Va. App. 177, 192 (2019) (quoting Stiles v. Stiles, 48 Va. App. 449, 453 (2006)). “In

challenging [a] court’s decision on appeal, the party seeking reversal bears the burden to

demonstrate error on the part of the trial court.” Sobol v. Sobol, 74 Va. App. 252, 272-73 (2022)

(quoting Barker v. Barker, 27 Va. App. 519, 535 (1998)). On appeal from an equitable

distribution award, we review the evidence in the light most favorable to the party prevailing

below. See, e.g., Anderson v. Anderson, 29 Va. App. 673, 678 (1999). We will not overturn an

-3- equitable distribution judgment unless we find “an abuse of discretion, misapplication or

wrongful application of the equitable distribution statute, or lack of evidence to support the

award.” Dixon v. Dixon, 71 Va. App. 709, 717-18 (2020) (quoting Anthony v. Skolnick-Lozano,

63 Va. App. 76, 83 (2014)). “[T]o the extent that the appeal requires an examination of the

proper interpretation and application of Code § 20-107.3, it involves issues of law, which the

Court reviews de novo on appeal.” Id. at 718.

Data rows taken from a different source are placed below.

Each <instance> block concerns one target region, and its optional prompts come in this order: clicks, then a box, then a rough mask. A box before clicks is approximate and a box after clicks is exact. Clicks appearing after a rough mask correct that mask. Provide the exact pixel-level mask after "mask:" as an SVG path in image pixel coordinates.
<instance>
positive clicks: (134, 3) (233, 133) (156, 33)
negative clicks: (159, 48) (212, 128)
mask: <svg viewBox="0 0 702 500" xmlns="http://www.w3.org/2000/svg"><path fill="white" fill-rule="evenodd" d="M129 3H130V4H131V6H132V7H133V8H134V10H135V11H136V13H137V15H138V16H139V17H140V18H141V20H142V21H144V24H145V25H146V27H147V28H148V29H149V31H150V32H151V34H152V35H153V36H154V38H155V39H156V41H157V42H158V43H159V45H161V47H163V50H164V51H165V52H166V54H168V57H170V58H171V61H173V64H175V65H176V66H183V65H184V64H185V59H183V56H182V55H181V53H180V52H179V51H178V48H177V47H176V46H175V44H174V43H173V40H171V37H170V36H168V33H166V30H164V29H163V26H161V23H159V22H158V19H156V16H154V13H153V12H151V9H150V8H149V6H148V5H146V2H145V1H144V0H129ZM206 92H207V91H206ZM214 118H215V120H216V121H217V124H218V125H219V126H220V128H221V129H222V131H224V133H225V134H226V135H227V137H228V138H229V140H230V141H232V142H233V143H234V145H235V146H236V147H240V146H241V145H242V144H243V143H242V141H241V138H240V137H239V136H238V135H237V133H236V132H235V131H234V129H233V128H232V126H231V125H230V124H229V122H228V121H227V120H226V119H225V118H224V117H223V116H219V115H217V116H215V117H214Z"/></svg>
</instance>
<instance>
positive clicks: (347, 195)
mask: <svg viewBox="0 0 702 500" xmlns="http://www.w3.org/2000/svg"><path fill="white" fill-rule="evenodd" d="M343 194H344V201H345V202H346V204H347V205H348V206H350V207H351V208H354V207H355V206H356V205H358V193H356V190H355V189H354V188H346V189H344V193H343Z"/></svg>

“Because the trial court’s classification of property is a finding of fact, that classification

will not be reversed on appeal unless it is plainly wrong or without evidence to support it.”

Ranney v. Ranney, 45 Va. App. 17, 31-32 (2005). “In making an equitable distribution of

property under [Code § 20-107.3], the [trial] court first must classify the property as separate,

marital, or part separate and part marital.” Lightburn v. Lightburn, 22 Va. App. 612, 616 (1996).

Under the equitable distribution statute, “separate property” includes, in relevant part, “all

property acquired during the marriage by . . . gift from a source other than the other party.”

Code § 20-107.3(A)(1)(ii).1 On the other hand, “marital property” includes “all property titled in

the names of both parties,” and “all other property acquired by each party during the marriage

which is not separate property.” Code § 20-107.3(A)(2)(i), (iii).

1 We recognize that because the property at issue was acquired after the date of the parties’ last separation, husband would have been entitled to a presumption that the property was separate property. See Luczkovich v. Luczkovich, 26 Va. App.